COVID in Germany: Incidence rate passes 300 for first time
November 15, 2021Germany has registered a record rate of new COVID infections over the past week, according to figures released Monday.
The number of new cases per 100,000 people in the last seven days hit 303, the latest data from the Robert Koch Institute of infectious diseases (RKI) showed.
It is the first time the rate has surpassed 300 since the pandemic began and comes just one week since an unprecedented jump to over 200.
Only 67.5% of Germany's population is fully vaccinated. The highly contagious delta variant has run rampant through the unvaccinated population as the temperature drops and people stay indoors.
What are the current COVID figures in Germany?
The number of cases increased by 23,607 over the past 24 hours. The total number of cases since the beginning of the pandemic passed the 5 million mark on Sunday.
The RKI recorded 43 new coronavirus deaths in the past 24 hours, up from 33 from last Monday. The overall COVID-19 death toll in Germany now stands at 97,715.
While the number of infections have broken record after record in the ongoing fourth wave, the rate of hospitalization has yet to reach the level seen in the earlier stage of the pandemic.
On Friday, the hospitalization rate was at 4.7 people per 100,000 in the past seven days, up from 4.65 on Thursday. Data is not recorded over the weekend.
This number reached 15.5 during the Christmas period last year.
Which areas of Germany are the worst affected?

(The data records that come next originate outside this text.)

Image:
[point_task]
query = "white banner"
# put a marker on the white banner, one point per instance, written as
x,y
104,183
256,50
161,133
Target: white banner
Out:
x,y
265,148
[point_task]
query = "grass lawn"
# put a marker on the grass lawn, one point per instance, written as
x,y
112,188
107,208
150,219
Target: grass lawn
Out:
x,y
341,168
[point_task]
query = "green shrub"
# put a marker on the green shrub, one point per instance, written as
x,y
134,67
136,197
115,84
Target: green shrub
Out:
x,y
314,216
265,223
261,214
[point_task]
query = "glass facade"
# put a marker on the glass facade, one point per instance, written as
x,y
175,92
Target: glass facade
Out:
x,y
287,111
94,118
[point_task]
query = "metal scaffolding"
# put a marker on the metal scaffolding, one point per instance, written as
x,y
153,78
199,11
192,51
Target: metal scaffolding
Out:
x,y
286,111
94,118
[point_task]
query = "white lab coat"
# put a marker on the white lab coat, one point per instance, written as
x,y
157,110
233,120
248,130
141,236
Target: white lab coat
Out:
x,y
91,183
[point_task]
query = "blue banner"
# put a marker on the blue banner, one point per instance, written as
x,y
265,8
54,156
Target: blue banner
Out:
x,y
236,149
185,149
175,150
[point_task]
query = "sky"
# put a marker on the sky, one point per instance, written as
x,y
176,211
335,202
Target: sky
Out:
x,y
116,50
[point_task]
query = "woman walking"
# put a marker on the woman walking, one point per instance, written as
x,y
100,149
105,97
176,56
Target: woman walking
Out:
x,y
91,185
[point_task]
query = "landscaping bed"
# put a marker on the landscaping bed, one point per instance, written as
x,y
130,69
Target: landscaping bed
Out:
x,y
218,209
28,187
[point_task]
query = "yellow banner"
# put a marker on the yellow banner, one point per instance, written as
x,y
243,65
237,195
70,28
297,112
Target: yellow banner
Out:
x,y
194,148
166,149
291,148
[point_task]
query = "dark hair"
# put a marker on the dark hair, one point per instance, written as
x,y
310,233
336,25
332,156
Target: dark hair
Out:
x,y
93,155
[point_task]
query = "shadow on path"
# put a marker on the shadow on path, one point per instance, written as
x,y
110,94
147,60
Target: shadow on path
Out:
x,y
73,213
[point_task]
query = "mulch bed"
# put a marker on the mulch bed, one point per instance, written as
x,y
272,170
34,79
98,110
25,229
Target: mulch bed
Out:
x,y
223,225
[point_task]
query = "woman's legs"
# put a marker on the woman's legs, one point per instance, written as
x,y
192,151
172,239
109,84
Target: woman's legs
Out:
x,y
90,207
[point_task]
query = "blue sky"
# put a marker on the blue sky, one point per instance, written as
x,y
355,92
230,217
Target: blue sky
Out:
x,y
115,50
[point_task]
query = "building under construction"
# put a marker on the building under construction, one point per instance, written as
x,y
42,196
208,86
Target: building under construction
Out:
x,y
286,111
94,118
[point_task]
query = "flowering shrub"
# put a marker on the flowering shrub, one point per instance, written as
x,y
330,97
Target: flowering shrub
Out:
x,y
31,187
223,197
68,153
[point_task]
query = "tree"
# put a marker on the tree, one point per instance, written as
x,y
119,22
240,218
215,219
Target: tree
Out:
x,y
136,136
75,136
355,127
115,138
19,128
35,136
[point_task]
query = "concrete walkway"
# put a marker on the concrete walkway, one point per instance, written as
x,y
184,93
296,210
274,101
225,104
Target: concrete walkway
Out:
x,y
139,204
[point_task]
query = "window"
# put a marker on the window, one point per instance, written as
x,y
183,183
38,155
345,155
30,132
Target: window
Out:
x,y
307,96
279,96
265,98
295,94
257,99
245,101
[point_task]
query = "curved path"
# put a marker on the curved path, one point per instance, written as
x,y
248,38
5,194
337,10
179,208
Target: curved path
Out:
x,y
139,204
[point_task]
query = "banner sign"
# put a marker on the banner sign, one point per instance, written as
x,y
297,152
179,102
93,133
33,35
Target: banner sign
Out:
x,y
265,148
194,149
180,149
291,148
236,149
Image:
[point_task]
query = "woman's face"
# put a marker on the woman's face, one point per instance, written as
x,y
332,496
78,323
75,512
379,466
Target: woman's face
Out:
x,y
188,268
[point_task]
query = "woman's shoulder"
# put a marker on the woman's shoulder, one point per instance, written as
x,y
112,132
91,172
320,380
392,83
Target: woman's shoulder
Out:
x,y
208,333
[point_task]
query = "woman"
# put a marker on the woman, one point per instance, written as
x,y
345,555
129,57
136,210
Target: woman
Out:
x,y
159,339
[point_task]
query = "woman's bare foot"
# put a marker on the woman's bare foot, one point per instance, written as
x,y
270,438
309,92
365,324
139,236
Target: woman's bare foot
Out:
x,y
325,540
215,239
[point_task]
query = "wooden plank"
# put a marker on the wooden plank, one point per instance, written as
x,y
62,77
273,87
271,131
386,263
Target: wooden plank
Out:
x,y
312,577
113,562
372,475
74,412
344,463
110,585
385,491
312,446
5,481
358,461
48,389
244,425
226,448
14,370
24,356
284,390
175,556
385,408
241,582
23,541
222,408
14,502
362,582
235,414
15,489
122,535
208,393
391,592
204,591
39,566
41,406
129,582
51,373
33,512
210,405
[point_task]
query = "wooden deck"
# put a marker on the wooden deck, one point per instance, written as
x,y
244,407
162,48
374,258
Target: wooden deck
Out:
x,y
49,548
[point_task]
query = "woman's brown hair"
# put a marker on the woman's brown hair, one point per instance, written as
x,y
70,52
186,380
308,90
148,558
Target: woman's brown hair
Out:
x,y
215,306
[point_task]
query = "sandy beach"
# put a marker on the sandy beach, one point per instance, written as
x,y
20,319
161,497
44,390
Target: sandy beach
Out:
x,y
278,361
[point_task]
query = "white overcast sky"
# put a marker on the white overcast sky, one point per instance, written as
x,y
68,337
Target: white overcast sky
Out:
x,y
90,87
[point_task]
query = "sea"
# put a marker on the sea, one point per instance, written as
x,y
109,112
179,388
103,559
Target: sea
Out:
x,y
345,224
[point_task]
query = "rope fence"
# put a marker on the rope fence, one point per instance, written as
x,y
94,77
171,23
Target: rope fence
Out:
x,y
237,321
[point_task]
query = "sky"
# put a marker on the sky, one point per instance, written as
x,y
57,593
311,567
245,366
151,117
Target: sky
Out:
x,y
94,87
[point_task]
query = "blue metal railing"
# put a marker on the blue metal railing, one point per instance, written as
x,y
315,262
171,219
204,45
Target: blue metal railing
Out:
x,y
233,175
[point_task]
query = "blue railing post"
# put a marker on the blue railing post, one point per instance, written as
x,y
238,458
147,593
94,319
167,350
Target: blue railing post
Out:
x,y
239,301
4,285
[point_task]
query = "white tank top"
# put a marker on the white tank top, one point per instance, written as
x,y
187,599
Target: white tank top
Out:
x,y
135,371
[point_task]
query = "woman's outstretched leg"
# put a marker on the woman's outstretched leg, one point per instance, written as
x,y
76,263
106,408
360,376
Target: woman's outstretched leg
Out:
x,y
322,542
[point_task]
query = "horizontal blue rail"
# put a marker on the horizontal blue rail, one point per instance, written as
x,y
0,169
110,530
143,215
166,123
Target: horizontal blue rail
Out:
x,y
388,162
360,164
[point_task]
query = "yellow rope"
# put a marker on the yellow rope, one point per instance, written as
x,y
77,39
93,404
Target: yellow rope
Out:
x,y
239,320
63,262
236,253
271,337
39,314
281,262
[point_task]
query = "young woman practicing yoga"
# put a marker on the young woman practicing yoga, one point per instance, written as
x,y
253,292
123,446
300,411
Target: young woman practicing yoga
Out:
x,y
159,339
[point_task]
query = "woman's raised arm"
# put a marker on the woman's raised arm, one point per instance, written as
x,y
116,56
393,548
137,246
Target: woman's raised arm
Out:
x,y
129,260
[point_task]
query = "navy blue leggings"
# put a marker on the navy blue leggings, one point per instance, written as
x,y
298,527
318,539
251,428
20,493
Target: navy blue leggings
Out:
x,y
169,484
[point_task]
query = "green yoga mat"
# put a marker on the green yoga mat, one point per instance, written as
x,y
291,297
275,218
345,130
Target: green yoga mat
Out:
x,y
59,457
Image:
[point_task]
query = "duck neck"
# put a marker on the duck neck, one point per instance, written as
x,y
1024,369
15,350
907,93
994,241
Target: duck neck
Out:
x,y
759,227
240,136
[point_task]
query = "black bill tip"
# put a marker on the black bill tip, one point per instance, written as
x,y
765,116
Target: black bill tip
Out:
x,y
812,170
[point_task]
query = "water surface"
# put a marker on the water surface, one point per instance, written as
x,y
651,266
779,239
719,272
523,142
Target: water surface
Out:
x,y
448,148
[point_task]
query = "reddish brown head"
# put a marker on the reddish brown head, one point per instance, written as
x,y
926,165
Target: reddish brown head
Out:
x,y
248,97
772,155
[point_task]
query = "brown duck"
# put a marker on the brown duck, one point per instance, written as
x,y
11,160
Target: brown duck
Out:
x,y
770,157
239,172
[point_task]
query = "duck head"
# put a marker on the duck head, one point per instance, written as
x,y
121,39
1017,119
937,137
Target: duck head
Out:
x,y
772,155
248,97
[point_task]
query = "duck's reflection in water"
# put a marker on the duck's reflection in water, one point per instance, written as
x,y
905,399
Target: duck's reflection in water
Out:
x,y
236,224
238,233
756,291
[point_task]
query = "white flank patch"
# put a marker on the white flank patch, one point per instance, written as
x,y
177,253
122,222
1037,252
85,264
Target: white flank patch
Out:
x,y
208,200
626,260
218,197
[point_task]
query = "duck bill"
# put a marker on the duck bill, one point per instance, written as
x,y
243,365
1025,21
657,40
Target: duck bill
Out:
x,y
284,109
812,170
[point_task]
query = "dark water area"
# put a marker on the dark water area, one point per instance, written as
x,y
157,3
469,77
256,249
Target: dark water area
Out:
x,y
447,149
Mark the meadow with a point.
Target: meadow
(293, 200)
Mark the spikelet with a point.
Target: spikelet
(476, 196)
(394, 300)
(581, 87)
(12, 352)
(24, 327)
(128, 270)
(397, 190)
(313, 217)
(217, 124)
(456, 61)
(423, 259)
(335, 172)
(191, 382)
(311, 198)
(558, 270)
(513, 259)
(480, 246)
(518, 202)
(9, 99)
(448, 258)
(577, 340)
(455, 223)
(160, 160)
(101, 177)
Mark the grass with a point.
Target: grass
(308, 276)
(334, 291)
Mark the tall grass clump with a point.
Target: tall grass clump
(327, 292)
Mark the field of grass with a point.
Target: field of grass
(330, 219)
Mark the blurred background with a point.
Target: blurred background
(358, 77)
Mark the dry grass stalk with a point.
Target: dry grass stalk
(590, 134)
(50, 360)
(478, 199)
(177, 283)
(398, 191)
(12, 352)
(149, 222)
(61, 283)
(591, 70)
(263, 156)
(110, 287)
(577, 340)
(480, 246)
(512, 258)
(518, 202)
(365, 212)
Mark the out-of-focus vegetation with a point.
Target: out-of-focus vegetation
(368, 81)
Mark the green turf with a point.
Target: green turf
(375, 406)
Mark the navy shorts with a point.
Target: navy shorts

The high levels of infection vary greatly across Germany, with several regions in eastern and southeastern Germany reporting more than 1,000 new cases per 100,000 people in the past seven days.
The incidence rate was more than seven times higher in the eastern state of Saxony than in the northern state of Schleswig-Holstein, for example.
Saxony has one of the lowest vaccination rates in the country.
Why are cases surging in Germany?
German doctor and vice president of the World Medical Association, Frank Ulrich Montgomery, laid the blame at the feet of lawmakers, telling the Rheinische Post newspaper that measures against the virus had been "too late, too half-hearted, too varied."
He added that promises that there would be no mandatory vaccinations or any further lockdowns came from a lack of understanding regarding the virus.
Montgomery called for "mandatory vacciantion everywhere where people have a duty towards those they are protecting, such as in nursing homes, hospitals or in schools. Whoever refuses, cannot work there."
The chairwoman of the Margburger Bund doctors' union, Susanne Johna, also criticized political failings, saying that warnings of a surge in infections made in summer had been ignored.
"Warnings were dismissed as scaremongering. Urgent advice was ignored during the election campaign because it was obviously not politically desirable," she told public broadcaster Tagesschau.